Die Geschichte mit dem Selbstmord seiner Geliebten kannte ich nicht. Mit einem so konkreten Todesfall als Bezug liest es sich dann doch etwas anders. Zumindest die Vergangenheitsform ist dann doch wichtig.
Vielen Dank für den Hinweis!



Der Kuss

Was für Gefühle in der Todesstunde schwelen;
und was uns auch für Schicksalsschläge streifen;
was könnte nach der Ehre unsrer Körper greifen,
entrisse je das Brautkleid einer treuen Seele,

da meiner Dame Lippe gerade, wie man sieht,
an meinem Mund zu einem Zwischenspiel gelangte,
ganz wie es Orpheus, als er selber litt, verlangte,
mit ausgezehrter Miene, mit dem letzten Lied.

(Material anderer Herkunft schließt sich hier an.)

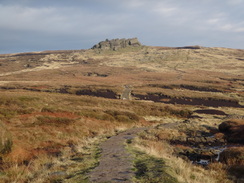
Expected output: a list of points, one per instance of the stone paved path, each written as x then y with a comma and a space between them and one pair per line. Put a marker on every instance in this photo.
116, 163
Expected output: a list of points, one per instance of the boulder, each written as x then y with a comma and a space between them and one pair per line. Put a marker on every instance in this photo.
116, 44
5, 140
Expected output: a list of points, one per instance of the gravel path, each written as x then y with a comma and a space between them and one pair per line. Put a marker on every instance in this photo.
116, 163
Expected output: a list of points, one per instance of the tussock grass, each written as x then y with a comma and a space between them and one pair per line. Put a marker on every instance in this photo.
182, 171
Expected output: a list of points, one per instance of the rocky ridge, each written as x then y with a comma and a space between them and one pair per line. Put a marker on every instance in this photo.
115, 44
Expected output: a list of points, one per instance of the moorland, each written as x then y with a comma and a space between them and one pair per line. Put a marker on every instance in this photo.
57, 107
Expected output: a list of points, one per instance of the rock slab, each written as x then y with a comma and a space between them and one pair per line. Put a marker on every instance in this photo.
116, 44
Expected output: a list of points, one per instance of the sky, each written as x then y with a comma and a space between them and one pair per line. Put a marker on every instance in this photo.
38, 25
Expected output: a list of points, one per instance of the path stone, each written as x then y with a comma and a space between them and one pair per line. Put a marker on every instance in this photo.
116, 162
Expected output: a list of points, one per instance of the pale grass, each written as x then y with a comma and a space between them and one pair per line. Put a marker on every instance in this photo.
185, 172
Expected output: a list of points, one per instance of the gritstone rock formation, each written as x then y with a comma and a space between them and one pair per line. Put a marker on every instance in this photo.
115, 44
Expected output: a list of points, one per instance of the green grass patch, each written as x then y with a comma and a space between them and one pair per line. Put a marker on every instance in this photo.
151, 169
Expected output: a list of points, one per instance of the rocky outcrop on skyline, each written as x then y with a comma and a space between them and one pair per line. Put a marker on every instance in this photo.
116, 44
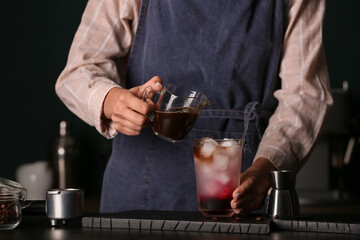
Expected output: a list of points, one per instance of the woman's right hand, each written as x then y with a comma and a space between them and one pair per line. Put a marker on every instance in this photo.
126, 109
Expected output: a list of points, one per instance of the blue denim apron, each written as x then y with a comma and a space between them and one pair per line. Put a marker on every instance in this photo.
228, 49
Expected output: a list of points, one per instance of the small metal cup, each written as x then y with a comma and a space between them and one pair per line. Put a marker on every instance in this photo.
64, 204
280, 203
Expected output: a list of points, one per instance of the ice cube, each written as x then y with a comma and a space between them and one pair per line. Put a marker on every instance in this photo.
233, 148
208, 146
222, 177
220, 161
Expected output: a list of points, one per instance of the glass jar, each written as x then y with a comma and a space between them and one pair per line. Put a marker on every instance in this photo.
11, 193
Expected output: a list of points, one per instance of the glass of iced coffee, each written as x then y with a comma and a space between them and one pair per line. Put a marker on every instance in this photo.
217, 169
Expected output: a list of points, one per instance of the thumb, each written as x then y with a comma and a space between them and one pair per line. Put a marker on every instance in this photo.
155, 83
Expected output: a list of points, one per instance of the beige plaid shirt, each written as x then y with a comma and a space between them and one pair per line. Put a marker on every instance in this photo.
106, 34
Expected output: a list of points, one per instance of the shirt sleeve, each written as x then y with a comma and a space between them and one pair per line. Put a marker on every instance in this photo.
304, 97
101, 43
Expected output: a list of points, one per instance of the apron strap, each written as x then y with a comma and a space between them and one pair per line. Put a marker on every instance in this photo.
252, 113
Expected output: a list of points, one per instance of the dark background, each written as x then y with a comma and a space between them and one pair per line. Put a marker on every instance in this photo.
35, 38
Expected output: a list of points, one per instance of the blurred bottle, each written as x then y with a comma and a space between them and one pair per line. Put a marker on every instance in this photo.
64, 158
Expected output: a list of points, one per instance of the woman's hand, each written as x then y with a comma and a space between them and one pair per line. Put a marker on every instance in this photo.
126, 108
254, 186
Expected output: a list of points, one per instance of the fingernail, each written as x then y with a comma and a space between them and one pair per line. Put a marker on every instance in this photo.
235, 205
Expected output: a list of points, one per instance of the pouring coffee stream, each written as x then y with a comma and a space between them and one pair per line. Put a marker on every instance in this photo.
176, 110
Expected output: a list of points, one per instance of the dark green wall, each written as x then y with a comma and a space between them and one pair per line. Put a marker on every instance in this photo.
35, 37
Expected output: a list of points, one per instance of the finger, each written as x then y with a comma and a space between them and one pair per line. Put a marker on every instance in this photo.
155, 83
130, 119
134, 104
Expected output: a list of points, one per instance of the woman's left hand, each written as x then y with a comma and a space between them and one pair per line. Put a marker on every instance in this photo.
254, 186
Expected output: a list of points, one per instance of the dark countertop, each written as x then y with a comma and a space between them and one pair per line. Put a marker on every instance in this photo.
38, 227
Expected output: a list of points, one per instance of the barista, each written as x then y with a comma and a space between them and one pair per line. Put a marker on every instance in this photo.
260, 63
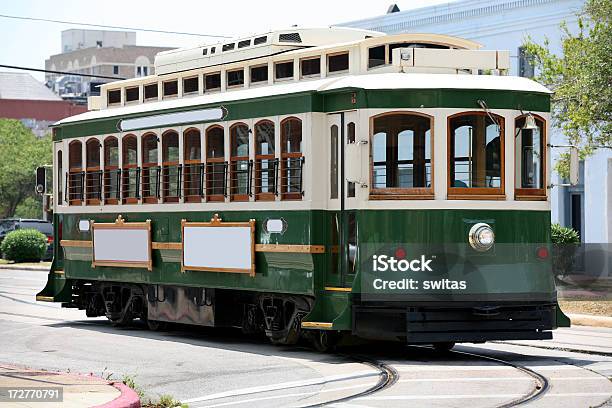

Ich war ein Kind, so zärtlich rührte sie mich an;
Umfingen
wir uns Brust an Brust, war ich ein Mann.
Ich war ein Geist, durchweht von ihres Geises Lächeln,

wir waren Götter uns den Atem zuzufächeln.
Im Lebensblut lief unsre heiße Glut zusammen,
ein Brand, entfacht von göttlicher Verlangen Flammen.
Der Anspruch ihn auszudrücken, schärft auch den Eindruck.